パレスチナ問題が全く動かない中、イスラエルとしてはパレスチナを飛び越えてアラブの一部と和解できれば国際社会の中での活路が開けると考えました。
そこをうまい具合に当時のトランプ大統領が取り持ったのです。
このあと、スーダンやモロッコといった、アフリカのイスラム教の国も続きます。
パレスチナ問題が解決するまではイスラエルを認めないと言っていた「アラブの大義」の鉄則が崩れていったわけです。
パレスチナ人は裏切りだと怒りました。
イスラエルとアラブ諸国の一部が和解した、対立関係に風穴を開けたという点では評価できる面もあります。
一方、パレスチナ問題が解決しないまま置き去りにされてよいのかと思っている人たちもいます。
プラスの面とマイナスの面があり物事がより複雑になってしまったのです。
一方で国際機関はどう対応してきたのでしょうか?
国連の機関が懸命に、人道支援などの努力をしても、実際に物事が決まる安全保障理事会ではアメリカがイスラエルを擁護するわけです。
国連では、つい先日にもイスラエルへの避難決議にアメリカが拒否権を発動したことがありましたね。
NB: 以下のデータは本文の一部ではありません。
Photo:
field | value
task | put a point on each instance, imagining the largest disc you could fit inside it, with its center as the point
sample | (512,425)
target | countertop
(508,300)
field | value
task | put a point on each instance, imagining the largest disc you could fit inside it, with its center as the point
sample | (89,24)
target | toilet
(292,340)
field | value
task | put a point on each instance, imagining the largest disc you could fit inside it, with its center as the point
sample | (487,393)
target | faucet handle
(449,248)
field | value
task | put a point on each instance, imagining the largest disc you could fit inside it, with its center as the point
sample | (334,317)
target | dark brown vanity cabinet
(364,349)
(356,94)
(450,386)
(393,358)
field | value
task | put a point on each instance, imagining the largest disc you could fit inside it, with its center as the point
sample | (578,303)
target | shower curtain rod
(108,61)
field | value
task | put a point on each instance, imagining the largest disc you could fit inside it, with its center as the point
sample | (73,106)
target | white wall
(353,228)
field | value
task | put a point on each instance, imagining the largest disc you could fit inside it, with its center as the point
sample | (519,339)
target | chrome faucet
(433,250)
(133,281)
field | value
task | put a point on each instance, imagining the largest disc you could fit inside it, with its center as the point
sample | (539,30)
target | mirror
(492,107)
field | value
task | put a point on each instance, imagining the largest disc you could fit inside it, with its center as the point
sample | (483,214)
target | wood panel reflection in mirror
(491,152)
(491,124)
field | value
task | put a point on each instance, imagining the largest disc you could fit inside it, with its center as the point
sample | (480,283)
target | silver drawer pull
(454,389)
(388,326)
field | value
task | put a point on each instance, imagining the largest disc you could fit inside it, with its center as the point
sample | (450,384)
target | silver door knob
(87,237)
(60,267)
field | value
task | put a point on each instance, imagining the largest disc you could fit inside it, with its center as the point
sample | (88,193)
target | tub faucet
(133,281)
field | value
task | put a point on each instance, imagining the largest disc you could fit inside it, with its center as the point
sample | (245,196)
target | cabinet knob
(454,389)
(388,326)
イスラエルがガザ地区に侵攻するたびに、国連の安全保障理事会ではアラブ諸国が非難決議を採択しようとしますが、アメリカが拒否権を発動して、それをつぶしてきたのです。
アメリカは現在ウクライナとイスラエルに対しては全くダブルスタンダードの立場をとっています。
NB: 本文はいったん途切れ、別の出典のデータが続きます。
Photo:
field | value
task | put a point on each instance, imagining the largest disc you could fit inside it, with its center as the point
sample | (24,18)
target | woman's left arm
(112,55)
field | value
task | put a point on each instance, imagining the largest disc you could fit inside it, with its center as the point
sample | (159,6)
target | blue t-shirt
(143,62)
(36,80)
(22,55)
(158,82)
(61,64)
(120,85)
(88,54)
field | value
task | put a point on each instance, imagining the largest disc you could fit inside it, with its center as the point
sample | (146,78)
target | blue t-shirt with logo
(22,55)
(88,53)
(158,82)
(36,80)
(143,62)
パレスチナ問題は、世界が置き去りにしているのが現状ですが、はっきりしているのは、ガザ地区には今も必要最低限の生活さえできない人たちがいるということです。
希望すらなくなり、イスラエルに占領され抑圧された状態で暮らす異常事態が進んでいます。
また、ヨルダン川西岸では、入植地がまだら状に広がっていて、40万人のユダヤ人入植者がこの土地に住み続けています。
本来パレスチナ人が望んでいた土地を取り戻す見通しは到底たたない、将来像が描けなくなっているのです。
今回のハマスによる大規模な攻撃がイスラエル側に多くの死傷者を出し人質が取られていることは、決して許されるものではありません。
一方で、イスラエルによる占領やガザ地区の封鎖が続いてきたことが、今回のような悲劇を招いたというのも事実です。
パレスチナ問題の解決がいかに困難だとしても、今のガザ地区におけるイスラエルの軍事作戦は既に「ジェノサイド」であると言われています。
イスラエルは一刻も早くガザ地区への攻撃を停止する必要があります。
今回のブログは、中東における宗教の歴史から始まり、現在に至るまでの混沌とした流れを自分なりに整理する目的で書かせてもらいました。
「その25」を持ちまして、この件については終わりにしたいと思います。
長い間お付き合いいただきありがとうございました。